A previous experimental study using cadaver specimens showed that odontoid fracture was produced with the combined forces of horizontal shear and vertical compression. They could not produce the fracture by hyperflexion, hyperextension, horizontal shear, or vertical compression alone. In our study, most of the applied impact load to the face resulted in a posterior shear force to the occipital condyle, and a flexion motion occurred at C1-C2 for both loading conditions. From these results, we explore the possibility that a flexion motion at the C1-C2 segment adds an element of compression force on this segment, and, therefore, odontoid fracture could occur during retraction-like motion.

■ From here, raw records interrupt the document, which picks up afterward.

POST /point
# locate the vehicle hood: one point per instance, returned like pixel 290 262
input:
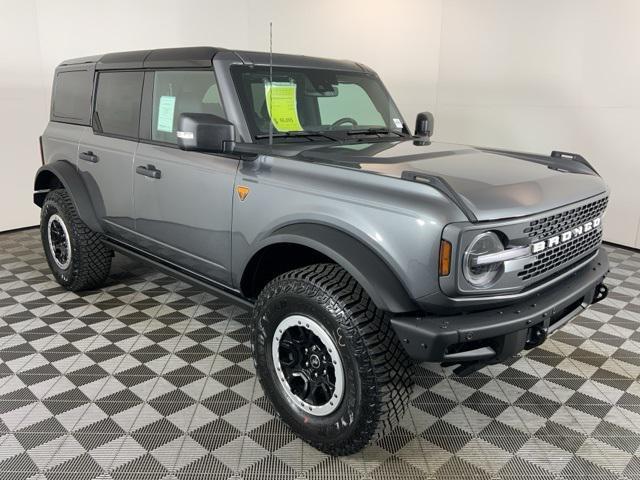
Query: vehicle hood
pixel 491 185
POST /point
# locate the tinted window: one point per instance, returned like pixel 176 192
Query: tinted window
pixel 118 103
pixel 351 101
pixel 72 96
pixel 315 101
pixel 176 92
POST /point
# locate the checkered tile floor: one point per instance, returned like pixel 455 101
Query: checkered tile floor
pixel 149 378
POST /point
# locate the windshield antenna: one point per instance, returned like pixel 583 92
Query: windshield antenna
pixel 270 82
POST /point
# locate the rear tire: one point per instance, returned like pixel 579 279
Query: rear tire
pixel 76 255
pixel 324 303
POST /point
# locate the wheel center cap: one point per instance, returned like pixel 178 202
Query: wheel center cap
pixel 314 361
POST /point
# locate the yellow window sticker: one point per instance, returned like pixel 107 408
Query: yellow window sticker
pixel 166 109
pixel 282 106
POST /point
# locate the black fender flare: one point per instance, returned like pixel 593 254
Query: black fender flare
pixel 67 175
pixel 362 263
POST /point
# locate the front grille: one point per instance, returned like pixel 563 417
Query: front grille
pixel 564 253
pixel 561 222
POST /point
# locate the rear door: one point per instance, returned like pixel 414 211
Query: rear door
pixel 106 151
pixel 183 200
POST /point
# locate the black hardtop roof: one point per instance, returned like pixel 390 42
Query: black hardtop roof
pixel 203 57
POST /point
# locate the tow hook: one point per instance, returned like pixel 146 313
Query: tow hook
pixel 537 336
pixel 601 293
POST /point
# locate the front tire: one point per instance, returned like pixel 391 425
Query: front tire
pixel 328 359
pixel 76 255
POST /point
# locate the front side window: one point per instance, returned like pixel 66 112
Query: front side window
pixel 117 109
pixel 299 100
pixel 176 92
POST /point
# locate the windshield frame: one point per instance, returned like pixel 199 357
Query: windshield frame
pixel 322 135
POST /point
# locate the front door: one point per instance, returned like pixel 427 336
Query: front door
pixel 183 200
pixel 106 151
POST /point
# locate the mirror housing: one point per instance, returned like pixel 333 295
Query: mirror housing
pixel 424 125
pixel 203 132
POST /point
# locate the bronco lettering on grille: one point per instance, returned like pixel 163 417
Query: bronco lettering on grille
pixel 565 236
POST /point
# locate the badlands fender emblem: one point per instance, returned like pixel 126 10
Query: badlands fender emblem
pixel 565 236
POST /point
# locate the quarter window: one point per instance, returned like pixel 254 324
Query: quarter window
pixel 72 96
pixel 117 110
pixel 176 92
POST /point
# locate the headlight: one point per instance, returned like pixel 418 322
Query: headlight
pixel 482 276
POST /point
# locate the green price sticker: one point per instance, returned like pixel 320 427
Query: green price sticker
pixel 282 106
pixel 166 109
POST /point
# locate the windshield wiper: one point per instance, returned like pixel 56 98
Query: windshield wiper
pixel 374 131
pixel 296 135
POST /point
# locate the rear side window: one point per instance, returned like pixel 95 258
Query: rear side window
pixel 176 92
pixel 117 108
pixel 72 96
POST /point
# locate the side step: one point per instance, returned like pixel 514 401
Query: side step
pixel 233 296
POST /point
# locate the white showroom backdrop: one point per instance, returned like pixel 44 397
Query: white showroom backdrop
pixel 533 76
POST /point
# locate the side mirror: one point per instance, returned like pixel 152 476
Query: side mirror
pixel 424 124
pixel 203 132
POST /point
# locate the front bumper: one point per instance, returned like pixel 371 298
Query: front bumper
pixel 491 336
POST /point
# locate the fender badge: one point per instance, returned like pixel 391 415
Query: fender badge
pixel 242 192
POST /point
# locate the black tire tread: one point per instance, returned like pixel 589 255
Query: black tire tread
pixel 91 258
pixel 389 378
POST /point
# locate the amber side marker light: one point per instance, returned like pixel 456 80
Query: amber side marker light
pixel 445 258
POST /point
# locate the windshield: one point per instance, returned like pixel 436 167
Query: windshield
pixel 302 102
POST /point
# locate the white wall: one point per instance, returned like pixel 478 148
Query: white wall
pixel 549 75
pixel 23 98
pixel 533 76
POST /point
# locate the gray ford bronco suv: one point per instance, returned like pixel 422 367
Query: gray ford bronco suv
pixel 293 186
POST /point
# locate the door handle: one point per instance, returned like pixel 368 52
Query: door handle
pixel 88 156
pixel 148 171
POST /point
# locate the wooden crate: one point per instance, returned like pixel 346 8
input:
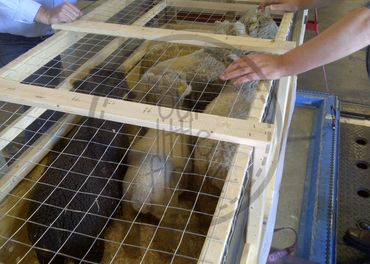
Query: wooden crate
pixel 261 149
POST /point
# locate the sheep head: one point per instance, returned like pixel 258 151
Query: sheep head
pixel 167 88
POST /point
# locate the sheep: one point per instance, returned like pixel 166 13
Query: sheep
pixel 156 163
pixel 157 159
pixel 213 159
pixel 81 187
pixel 199 68
pixel 259 24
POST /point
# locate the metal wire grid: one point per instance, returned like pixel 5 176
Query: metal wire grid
pixel 158 228
pixel 192 17
pixel 184 233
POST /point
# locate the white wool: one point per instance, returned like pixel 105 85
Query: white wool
pixel 156 163
pixel 167 82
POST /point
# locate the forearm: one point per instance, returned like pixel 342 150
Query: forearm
pixel 348 35
pixel 21 10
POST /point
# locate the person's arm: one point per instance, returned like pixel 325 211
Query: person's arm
pixel 29 11
pixel 293 5
pixel 348 35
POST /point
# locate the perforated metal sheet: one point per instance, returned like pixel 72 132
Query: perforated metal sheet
pixel 354 189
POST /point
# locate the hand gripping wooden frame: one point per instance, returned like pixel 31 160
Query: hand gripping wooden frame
pixel 261 146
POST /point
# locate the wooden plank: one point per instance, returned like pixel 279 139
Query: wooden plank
pixel 22 166
pixel 257 203
pixel 184 122
pixel 182 37
pixel 225 213
pixel 287 95
pixel 19 125
pixel 263 192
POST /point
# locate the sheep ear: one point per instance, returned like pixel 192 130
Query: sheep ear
pixel 188 90
pixel 149 76
pixel 182 75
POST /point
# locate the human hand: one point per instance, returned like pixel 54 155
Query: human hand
pixel 63 13
pixel 256 67
pixel 286 5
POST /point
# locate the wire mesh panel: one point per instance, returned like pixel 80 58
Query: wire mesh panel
pixel 101 191
pixel 131 189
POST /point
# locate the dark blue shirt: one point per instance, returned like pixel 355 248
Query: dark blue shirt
pixel 368 53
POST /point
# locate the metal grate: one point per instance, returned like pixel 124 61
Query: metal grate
pixel 74 193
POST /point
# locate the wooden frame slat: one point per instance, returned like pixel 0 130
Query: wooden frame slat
pixel 21 123
pixel 179 36
pixel 25 164
pixel 203 125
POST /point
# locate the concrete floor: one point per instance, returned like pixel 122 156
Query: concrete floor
pixel 347 79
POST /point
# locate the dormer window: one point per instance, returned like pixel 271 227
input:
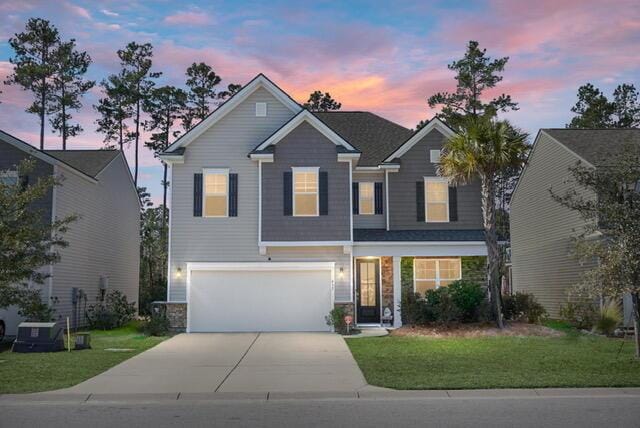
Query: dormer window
pixel 261 109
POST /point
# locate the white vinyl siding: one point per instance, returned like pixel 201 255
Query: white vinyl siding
pixel 541 229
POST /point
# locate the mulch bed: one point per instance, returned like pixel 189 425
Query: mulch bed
pixel 477 330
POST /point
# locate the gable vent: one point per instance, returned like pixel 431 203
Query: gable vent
pixel 261 109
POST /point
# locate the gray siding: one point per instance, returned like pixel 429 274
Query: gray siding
pixel 414 165
pixel 104 241
pixel 373 221
pixel 233 239
pixel 305 147
pixel 11 156
pixel 541 229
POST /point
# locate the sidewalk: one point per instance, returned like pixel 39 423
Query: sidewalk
pixel 365 393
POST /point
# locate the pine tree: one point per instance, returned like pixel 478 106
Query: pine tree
pixel 319 101
pixel 138 81
pixel 115 110
pixel 68 87
pixel 34 65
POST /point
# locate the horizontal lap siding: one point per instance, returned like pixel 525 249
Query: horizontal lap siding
pixel 225 145
pixel 414 165
pixel 374 221
pixel 104 241
pixel 541 229
pixel 305 147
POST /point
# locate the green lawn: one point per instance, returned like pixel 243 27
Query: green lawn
pixel 48 371
pixel 496 362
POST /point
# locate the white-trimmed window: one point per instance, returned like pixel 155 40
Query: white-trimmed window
pixel 434 156
pixel 216 192
pixel 431 273
pixel 9 177
pixel 305 191
pixel 436 200
pixel 366 204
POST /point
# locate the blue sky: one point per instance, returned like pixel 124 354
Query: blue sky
pixel 386 57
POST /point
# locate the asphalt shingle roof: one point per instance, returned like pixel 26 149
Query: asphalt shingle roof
pixel 417 235
pixel 90 162
pixel 595 145
pixel 375 136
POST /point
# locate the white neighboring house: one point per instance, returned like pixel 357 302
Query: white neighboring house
pixel 279 214
pixel 104 243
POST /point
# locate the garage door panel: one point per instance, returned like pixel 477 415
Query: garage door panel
pixel 259 300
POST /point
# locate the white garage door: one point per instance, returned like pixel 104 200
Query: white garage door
pixel 256 300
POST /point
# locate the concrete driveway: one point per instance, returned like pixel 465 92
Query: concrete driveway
pixel 234 362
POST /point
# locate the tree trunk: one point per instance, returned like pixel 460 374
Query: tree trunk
pixel 491 238
pixel 635 298
pixel 135 177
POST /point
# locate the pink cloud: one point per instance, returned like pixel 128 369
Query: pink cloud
pixel 188 18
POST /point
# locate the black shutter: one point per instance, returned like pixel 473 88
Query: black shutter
pixel 420 201
pixel 355 195
pixel 23 181
pixel 197 195
pixel 378 198
pixel 287 181
pixel 324 193
pixel 233 195
pixel 453 203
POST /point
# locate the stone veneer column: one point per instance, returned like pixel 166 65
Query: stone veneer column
pixel 397 292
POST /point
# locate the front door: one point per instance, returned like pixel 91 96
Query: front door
pixel 368 291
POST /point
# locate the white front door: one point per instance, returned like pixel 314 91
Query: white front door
pixel 243 300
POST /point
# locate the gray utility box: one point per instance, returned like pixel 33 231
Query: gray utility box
pixel 39 337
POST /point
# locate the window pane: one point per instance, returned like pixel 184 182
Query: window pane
pixel 215 206
pixel 367 284
pixel 306 204
pixel 306 182
pixel 366 198
pixel 425 269
pixel 216 184
pixel 449 269
pixel 422 286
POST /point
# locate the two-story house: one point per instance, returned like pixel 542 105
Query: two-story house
pixel 279 214
pixel 103 251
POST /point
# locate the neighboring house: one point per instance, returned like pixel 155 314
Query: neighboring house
pixel 103 251
pixel 541 229
pixel 279 214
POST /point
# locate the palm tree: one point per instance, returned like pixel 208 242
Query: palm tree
pixel 481 150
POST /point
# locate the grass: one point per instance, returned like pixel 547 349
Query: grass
pixel 496 362
pixel 48 371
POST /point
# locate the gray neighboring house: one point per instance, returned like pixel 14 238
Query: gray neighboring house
pixel 279 214
pixel 104 243
pixel 541 229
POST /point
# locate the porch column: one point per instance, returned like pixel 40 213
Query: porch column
pixel 397 292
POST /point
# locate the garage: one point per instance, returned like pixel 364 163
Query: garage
pixel 250 297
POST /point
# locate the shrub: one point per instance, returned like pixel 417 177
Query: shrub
pixel 609 318
pixel 468 296
pixel 155 325
pixel 581 313
pixel 115 312
pixel 335 319
pixel 440 306
pixel 523 307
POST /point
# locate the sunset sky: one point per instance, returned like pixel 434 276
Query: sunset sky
pixel 385 57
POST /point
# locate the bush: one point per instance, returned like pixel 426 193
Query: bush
pixel 581 314
pixel 335 319
pixel 610 318
pixel 115 312
pixel 440 306
pixel 155 325
pixel 468 296
pixel 523 307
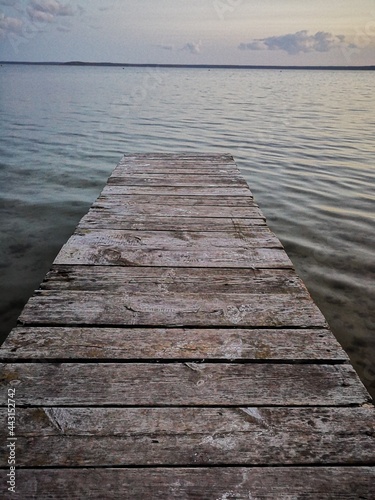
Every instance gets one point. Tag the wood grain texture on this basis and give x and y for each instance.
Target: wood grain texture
(151, 223)
(124, 208)
(185, 201)
(124, 248)
(184, 384)
(193, 436)
(173, 349)
(49, 343)
(242, 238)
(52, 307)
(199, 190)
(178, 180)
(222, 483)
(161, 280)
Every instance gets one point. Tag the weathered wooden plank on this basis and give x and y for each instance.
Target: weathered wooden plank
(180, 249)
(176, 190)
(113, 255)
(181, 180)
(184, 156)
(183, 384)
(159, 280)
(241, 238)
(115, 207)
(49, 343)
(54, 307)
(176, 167)
(151, 223)
(242, 483)
(193, 436)
(184, 201)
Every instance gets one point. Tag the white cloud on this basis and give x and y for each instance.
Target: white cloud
(166, 47)
(9, 25)
(302, 41)
(193, 47)
(45, 11)
(9, 3)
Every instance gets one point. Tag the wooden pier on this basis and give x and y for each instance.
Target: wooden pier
(173, 353)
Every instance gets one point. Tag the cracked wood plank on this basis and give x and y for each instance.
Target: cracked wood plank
(242, 238)
(122, 208)
(185, 384)
(82, 437)
(53, 307)
(180, 249)
(222, 483)
(178, 180)
(177, 190)
(173, 280)
(185, 201)
(152, 223)
(49, 343)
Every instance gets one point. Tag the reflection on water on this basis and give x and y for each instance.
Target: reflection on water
(303, 139)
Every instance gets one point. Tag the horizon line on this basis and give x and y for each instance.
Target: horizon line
(193, 66)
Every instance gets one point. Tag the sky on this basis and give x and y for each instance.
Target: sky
(266, 32)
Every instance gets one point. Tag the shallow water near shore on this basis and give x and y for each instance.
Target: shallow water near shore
(303, 140)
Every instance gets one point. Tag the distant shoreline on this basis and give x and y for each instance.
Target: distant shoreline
(190, 66)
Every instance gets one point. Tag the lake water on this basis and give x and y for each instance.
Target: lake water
(304, 141)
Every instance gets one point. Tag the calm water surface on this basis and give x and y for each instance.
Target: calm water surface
(303, 140)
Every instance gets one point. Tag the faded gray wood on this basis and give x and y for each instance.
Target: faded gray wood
(161, 280)
(180, 249)
(175, 167)
(120, 207)
(186, 201)
(202, 158)
(182, 180)
(193, 436)
(176, 190)
(53, 307)
(151, 223)
(242, 238)
(183, 384)
(49, 343)
(242, 483)
(173, 331)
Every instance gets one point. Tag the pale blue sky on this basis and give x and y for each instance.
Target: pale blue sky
(286, 32)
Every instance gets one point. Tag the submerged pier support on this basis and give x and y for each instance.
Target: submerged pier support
(173, 352)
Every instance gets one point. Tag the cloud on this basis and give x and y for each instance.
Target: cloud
(9, 25)
(45, 11)
(302, 41)
(193, 47)
(166, 47)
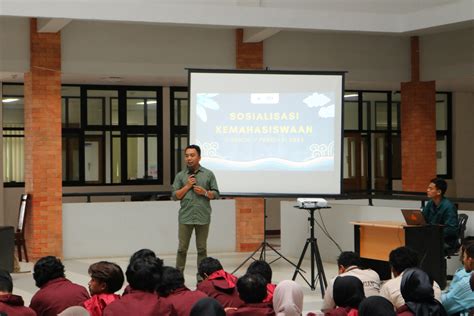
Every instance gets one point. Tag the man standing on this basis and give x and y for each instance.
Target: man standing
(440, 211)
(194, 186)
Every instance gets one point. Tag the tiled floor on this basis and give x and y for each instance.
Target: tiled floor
(76, 271)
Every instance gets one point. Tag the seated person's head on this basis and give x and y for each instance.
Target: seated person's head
(416, 286)
(144, 274)
(348, 291)
(376, 306)
(252, 288)
(106, 277)
(402, 258)
(47, 269)
(468, 259)
(6, 282)
(208, 266)
(347, 259)
(262, 268)
(142, 253)
(171, 280)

In cervical cord injury without radiographic abnormality, rupture of the anterior longitudinal ligament has often been reported in postmortem examinations of patients who had died of this injury and in intraoperative findings of the patients. The injury mechanism is thought to be hyperextension of the cervical spine because most victims have facial injuries. However, direct backward impact applied to the face caused a flexion motion of the upper segments of the cervical spine in our experiments. In fact, a previous biomechanical study using spinal units revealed that rupture of normal spinal ligaments is not produced by hyperextension but is easily produced by shear force. Marar and Orth also reported that the mechanism of the injury is a combination of hyperextension and backward shearing forces in the study of cadavers. Therefore, we consider the possibility that the posterior shear force is concentrated on a segment within a length of the cervical spine with an S-shaped curvature, and that ligamentous rupture and spinal cord contusion occur at this level in an actual accident.